Do sigilo à nomeação: como o papa escolhe o novo arcebispo de Aparecida (SP)?
Entenda o processo do Vaticano
Dom Orlando Brandes completa 80 anos em 2026 e deve deixar o cargo. A nomeação
do sucessor será feita pelo papa Leão XIV.
Como é escolhido um arcebispo? Entenda o processo do Vaticano para escolha de
novo líder em Aparecida.
O arcebispo de Aparecida (SP), Dom Orlando Brandes, completa 80 anos em 2026 e deve deixar o cargo. A sucessão será definida pelo papa Leão XIV, seguindo um processo sigiloso conduzido pelo Vaticano.
Brandes vai deixar o posto após dez anos liderando a comunidade católica em
Aparecida, cidade que abriga o Santuário Nacional, maior templo mariano do mundo
e maior igreja católica do país, e que anualmente atrai milhões de devotos de
Nossa Senhora Aparecida, a santa Padroeira do Brasil.
Tradicionalmente, segundo o Código de Direito Canônico, um bispo deve apresentar
seu pedido de renúncia ao papa aos 75 anos, mas, no caso de Dom Orlando, o tempo
do religioso à frente da Arquidiocese de Aparecida foi estendido a pedido do
papa Francisco, em carta enviada pelo pontífice em 2023.
Além de Aparecida, outras cidades do Brasil devem ter mudanças nas lideranças
católicas neste ano, com a escolha de novos arcebispos para São Paulo, Rio de Janeiro e Manaus, por exemplo. O momento é visto como crucial, pois Leão XIV poderá decidir, de maneira pessoal, quem vai ocupar a alta hierarquia do maior país católico do mundo.
Em meio aos trâmites do Vaticano para as novas nomeações no Brasil, o DE entrevistou o assessor de comunicação da Conferência Nacional dos Bispos do
Brasil (CNBB), para explicar como funciona a escolha de um arcebispo, o que é
preciso para ocupar o cargo, e o que é esperado do religioso que assumir o
posto.
O processo para a escolha de uma nova autoridade das arquidioceses está
diretamente ligado com o Vaticano e, de acordo com o assessor de comunicação da
Conferência Nacional dos Bispos do Brasil (CNBB), Padre Arnaldo Rodrigues, a
nomeação definitiva envolve tempo e uma longa pesquisa da Igreja.

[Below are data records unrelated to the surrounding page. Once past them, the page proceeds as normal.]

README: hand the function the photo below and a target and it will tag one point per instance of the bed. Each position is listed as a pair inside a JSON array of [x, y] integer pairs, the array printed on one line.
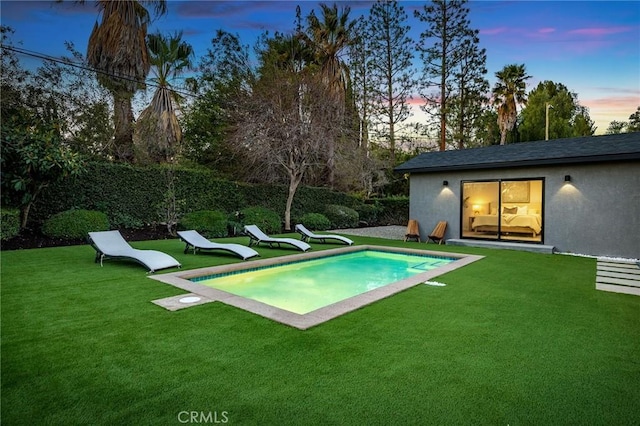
[[512, 220]]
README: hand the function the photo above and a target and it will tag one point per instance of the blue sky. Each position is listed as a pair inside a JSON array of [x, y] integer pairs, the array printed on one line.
[[592, 47]]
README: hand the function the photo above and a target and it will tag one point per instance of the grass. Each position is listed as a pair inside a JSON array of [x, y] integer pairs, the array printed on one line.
[[516, 338]]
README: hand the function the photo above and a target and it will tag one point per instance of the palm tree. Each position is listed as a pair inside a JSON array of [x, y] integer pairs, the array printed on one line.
[[158, 131], [510, 90], [118, 51], [328, 39]]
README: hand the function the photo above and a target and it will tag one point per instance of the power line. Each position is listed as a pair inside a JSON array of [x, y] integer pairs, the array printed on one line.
[[70, 63]]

“Primeiramente, para ser arcebispo tem que ser padre, né? Depois, sendo padre,
quem escolhe, quem determina oficialmente se aquele padre vai se tornar bispo ou
não é o papa. É feito todo um processo de consulta. Quando, por exemplo, precisa
nomear um bispo pra cidade X. Então, como que é feito esse processo? Esse
processo, primeiramente, ele passa por uma consulta. Alguns nomes são indicados
e esses nomes são pesquisados antes de serem levados ao papa”, narrou.
A Nunciatura Apostólica, equivalente a uma embaixada da Santa Sé, junto com o
Dicastério para os Bispos (antiga Congregação dos Bispos), é responsável por
conduzir o processo de investigação e seleção dos nomes que serão submetidos à
avaliação do papa, e todo o procedimento ocorre sob absoluto sigilo, inclusive
para os próprios candidatos.
“Ninguém que vai ser bispo fica sabendo que está sendo consultado o seu nome.
Na realidade, isso é feito em sigilo. Chama-se sigilo pontifício. Somente o
papa sabe (…) Qualquer padre pode ser indicado, ninguém se candidata”, disse
o representante da CNBB.
Segundo a CNBB, além do trabalho feito pela embaixada da Santa Sé na seleção e
estudo de possíveis candidatos, os próprios arcebispos que estão se aposentando
também podem indicar nomes de sucessores, para serem apreciados pelo papa.
“Qualquer padre pode ser indicado. Só que ninguém se candidata, não existe isso,
né? O que acontece é, tanto o bispo que está saindo pode indicar, quanto a
embaixada pode indicar. E aí, tendo esses nomes que foram indicados, são feitas
as consultas. E essas consultas são enviadas para diversos padres no Brasil e
fora do país, né? Que fazem várias consultas, várias perguntas sobre determinado
candidato. E aí, obviamente, isso leva um tempo, né? Não é uma coisa que se
decide em uma semana. É uma consulta que leva bastante tempo”, afirmou.